13Le rôle de l’éditeur dans la mise en livre est très malaisé à définir. C’est une fonction liée à la révolution industrielle qui tend à se changer en technique et cela dès son apparition au XIXe siècle. Mais la technique ne suffit pas ! Dans le travail éditorial demeurent des vertus cachées.
14Caché, le métier l’est, semble-t-il à ceux qui se destinent à l’exercer. Anne Berest conclue d’une enquête réalisée auprès d’individus de 15 à 24 ans que le métier d’éditeur est un « métier sans effigie ». « L’éditeur est une idée, entre personnage et fonction », il n’est ni incarné par une figure héroïque ni appréhendé comme un marchand ou un artisan. Il est davantage fantasmé comme une constituante du milieu artistique. Les jeunes interviewés n’envisagent que l’éditorial, le graphisme et le service de presse, ils oublient systématiquement la partie fabrication et la partie diffusion. Aucun d’entre eux ne perçoit l’éditeur comme un chef de projet qui formalise une idée de collection, alors que c’est bien souvent ce qu’il est.
15Néanmoins, dans les structures où la tradition littéraire est perpétuée, le livre demeure cet objet irremplaçable qui demande un traitement spécial. Brigitte Ouvry-Vial évoque, à cet égard la lecture professionnelle. C’est une pratique nécessairement courante des éditeurs de littérature au XXe siècle sur laquelle les éditeurs restent très discrets.

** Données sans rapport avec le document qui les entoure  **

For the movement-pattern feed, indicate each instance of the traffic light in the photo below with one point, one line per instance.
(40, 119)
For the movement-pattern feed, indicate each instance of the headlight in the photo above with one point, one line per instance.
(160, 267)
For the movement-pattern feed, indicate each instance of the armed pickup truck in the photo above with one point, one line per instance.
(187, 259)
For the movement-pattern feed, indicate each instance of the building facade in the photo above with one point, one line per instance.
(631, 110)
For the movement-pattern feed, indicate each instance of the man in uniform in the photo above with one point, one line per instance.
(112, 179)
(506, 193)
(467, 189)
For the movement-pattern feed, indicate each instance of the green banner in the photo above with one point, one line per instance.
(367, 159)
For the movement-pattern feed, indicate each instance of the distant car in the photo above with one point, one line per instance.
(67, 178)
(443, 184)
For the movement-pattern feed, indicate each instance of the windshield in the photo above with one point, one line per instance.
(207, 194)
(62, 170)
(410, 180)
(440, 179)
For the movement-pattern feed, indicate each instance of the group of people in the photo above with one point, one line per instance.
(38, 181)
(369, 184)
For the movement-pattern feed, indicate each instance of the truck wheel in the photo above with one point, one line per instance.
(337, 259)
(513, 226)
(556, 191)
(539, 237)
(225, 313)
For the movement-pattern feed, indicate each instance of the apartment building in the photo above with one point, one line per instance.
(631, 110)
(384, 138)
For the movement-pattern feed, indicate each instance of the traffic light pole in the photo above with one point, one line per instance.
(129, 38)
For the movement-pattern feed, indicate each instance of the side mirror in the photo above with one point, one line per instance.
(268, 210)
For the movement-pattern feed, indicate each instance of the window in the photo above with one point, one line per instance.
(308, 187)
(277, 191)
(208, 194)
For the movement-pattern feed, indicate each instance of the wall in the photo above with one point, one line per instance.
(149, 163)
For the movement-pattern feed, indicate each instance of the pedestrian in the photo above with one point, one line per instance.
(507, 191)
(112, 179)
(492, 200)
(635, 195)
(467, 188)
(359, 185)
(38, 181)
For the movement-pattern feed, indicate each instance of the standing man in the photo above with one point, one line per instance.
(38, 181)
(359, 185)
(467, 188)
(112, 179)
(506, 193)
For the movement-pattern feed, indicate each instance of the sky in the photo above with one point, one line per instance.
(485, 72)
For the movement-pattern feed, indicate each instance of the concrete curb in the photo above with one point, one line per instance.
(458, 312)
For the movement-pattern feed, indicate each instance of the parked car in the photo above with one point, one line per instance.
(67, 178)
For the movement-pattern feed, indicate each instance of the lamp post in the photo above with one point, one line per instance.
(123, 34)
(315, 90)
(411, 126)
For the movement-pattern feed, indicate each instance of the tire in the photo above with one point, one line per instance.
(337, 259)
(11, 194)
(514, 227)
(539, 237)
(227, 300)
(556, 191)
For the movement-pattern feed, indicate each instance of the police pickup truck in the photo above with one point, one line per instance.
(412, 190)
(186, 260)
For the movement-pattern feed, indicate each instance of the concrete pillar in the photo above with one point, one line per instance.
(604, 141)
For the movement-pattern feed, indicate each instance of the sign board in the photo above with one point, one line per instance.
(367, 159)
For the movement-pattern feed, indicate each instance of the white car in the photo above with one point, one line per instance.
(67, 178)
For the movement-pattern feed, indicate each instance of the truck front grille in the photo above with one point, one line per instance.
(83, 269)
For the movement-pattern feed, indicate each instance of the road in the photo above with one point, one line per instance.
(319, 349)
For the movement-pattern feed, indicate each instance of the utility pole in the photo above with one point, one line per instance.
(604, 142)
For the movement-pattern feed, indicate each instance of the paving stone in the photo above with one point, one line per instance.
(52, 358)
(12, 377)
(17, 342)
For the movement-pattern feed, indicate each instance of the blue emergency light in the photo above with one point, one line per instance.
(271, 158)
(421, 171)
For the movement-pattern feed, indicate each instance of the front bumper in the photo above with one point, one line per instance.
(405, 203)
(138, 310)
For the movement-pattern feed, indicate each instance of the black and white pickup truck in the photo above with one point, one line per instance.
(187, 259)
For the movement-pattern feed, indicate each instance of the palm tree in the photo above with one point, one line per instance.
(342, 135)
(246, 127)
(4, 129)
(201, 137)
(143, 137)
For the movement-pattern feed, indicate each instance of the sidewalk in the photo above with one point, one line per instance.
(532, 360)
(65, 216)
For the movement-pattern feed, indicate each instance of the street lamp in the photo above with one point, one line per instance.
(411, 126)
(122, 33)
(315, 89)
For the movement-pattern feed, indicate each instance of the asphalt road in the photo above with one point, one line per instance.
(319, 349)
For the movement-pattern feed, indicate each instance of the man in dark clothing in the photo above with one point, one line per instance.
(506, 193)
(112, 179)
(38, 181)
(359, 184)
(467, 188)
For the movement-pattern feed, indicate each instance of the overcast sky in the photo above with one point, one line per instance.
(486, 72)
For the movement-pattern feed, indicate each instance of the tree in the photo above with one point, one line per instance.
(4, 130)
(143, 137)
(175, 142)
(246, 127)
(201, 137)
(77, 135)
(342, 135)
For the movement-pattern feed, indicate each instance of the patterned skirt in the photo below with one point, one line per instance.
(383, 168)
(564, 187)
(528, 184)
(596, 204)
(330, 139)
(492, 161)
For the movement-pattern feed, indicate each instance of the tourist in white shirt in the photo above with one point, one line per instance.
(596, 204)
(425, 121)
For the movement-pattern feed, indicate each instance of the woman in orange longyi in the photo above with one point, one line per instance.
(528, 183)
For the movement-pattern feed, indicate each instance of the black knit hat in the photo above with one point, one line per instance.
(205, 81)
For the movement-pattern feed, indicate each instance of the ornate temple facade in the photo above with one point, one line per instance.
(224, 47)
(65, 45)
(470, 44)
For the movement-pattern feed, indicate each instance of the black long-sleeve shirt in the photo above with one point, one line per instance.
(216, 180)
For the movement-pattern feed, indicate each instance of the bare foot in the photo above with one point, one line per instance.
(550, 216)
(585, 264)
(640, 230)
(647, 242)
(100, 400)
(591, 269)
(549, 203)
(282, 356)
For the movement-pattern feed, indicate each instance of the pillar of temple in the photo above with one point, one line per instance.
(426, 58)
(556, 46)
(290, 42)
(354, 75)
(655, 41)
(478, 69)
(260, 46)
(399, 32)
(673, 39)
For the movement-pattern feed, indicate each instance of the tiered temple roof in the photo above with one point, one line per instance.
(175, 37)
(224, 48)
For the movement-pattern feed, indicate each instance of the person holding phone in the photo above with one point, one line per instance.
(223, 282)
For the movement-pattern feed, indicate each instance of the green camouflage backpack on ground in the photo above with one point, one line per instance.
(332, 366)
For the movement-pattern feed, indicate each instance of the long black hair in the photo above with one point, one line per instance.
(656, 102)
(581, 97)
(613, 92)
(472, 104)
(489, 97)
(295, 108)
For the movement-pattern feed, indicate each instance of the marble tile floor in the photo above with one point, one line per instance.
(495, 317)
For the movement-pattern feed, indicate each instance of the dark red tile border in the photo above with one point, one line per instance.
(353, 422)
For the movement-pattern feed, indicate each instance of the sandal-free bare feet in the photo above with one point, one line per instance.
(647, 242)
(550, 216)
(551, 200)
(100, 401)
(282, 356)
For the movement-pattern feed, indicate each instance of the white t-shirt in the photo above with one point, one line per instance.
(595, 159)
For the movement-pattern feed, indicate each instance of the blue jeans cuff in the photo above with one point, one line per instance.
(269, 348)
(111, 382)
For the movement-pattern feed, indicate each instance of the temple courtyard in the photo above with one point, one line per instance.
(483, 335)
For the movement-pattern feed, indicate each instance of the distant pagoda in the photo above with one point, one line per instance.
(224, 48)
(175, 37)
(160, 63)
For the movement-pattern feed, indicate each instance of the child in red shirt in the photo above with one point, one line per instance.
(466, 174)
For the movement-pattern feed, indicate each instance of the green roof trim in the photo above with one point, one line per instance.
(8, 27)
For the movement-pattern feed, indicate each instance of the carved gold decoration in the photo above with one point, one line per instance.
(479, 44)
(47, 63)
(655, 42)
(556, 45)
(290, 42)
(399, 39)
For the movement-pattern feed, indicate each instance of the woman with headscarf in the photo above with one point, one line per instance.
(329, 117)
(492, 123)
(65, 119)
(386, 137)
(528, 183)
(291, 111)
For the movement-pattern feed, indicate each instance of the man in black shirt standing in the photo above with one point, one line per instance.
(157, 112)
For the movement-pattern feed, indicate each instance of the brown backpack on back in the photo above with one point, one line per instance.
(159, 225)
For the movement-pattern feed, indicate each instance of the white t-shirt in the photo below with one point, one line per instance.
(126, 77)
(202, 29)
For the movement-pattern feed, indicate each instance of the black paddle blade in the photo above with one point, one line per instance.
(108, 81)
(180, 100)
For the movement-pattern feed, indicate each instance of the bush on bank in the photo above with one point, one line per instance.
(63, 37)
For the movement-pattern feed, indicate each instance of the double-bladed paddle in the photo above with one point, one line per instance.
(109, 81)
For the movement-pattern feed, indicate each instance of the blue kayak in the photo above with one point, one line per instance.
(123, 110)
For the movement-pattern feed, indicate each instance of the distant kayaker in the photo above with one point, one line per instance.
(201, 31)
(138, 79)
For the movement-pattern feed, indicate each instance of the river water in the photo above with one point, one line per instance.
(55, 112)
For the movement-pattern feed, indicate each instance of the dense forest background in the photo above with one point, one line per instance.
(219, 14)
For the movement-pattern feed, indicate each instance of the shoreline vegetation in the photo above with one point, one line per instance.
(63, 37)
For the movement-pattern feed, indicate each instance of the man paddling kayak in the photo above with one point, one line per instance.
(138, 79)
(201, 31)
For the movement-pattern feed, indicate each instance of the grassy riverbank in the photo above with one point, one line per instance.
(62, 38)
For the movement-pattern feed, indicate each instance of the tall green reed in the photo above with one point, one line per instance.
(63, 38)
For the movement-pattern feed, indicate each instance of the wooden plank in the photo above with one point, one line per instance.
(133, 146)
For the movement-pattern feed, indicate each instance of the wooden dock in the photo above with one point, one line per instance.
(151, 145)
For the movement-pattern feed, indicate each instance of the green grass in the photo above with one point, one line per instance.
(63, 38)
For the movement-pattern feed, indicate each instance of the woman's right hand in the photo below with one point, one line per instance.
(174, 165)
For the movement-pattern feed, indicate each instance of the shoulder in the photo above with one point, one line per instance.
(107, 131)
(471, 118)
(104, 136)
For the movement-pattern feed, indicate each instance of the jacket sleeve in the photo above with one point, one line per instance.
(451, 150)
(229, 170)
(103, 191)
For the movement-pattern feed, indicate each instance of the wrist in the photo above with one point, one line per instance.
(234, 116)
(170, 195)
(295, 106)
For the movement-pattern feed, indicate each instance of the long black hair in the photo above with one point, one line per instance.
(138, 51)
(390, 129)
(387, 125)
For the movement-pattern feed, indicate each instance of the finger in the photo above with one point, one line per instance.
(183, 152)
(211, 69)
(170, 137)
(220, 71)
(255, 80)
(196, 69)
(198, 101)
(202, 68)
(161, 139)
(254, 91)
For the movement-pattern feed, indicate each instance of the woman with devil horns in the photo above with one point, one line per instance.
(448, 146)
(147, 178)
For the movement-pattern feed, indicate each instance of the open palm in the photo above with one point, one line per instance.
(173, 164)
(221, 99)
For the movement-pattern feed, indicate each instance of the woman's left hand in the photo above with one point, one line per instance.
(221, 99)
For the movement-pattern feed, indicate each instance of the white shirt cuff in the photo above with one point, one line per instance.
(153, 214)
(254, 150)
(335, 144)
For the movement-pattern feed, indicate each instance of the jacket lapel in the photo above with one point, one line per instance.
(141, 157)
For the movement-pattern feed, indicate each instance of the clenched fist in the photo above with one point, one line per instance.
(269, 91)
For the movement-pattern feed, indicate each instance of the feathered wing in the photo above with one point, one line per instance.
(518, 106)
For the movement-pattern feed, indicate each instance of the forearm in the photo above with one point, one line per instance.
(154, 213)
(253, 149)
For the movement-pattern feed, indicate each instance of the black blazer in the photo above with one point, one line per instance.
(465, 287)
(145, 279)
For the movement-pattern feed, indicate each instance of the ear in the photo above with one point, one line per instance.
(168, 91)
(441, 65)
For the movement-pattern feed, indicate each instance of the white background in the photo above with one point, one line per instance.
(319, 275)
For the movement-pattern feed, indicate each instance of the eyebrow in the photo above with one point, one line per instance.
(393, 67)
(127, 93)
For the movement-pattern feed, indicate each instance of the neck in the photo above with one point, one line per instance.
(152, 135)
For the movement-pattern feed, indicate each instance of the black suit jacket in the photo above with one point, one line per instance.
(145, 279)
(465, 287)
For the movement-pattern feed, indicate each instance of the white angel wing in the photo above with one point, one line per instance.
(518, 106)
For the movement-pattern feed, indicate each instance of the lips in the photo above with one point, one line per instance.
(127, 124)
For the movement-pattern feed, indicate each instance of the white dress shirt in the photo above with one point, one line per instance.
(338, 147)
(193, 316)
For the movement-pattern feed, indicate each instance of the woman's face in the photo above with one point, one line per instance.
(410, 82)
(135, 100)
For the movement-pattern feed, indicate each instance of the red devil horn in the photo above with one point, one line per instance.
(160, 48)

16De fait, selon Brigitte Ouvry-Vial, l’éditeur, comme le lector médiéval est davantage le produit de ce qu’il édite que l’origine. Il est donc malaisé de connaître sa technique, elle est personnelle et volontiers unique. Cette lecture qui mesure les effets du texte, les pèse et finalement les interprète pour d’autres lecteurs peut être divisée en trois phases :
171e lecture pour apprécier le ton du texte.
182e lecture pour identifier le projet littéraire et son accomplissement.
193e lecture pour, mentalement, transformer le texte en livre (papier, folio, format…).
20Ce qui fait la particularité de la lecture éditoriale c’est le texte vierge de toute marque, sans le bouclier ou « le rempart » selon le mot de Nyssen que lui adjoint l’édition. Ainsi ouvert, le texte est décortiqué, joué comme une partition. L’éditeur cherche à le lire comme l’auteur revenant sur ce qu’il a écrit et cherchant le ton juste. La lecture éditoriale avance au rythme de l’auteur elle n’est pas appropriation du texte, ni phagocytose, ni analyse.
21Pour Dominique Cotte, le traitement de texte nous rend tous éditeurs car la technique, trop souvent oubliée, est une fondamentale du métier d’éditeur ; or, les moyens informatiques nous donnent cette technique. Ce progrès présente le désavantage de déposséder l’éditeur de ses prérogatives. Mais ne nous y trompons pas : en réalité, personne n’est vraiment éditeur, parce que personne ne maîtrise la technique, sauf… les professionnels de l’édition.
22L’intérêt d’un tel regroupement de points de vue est de donner une définition complète des manières d’être éditeur. Il en ressort un personnage ambigu qui tantôt occupe le devant de la scène, tantôt se tait. Une image et un positionnement qui doivent rester problématique afin que l’édition préserve son indépendance, sa particularité inhérente.
23La tâche éditoriale est complexe, manuelle et intellectuelle. Quoi qu’il en soit, elle exige un savoir faire humain, une lecture, un choix. Editer c’est discriminer.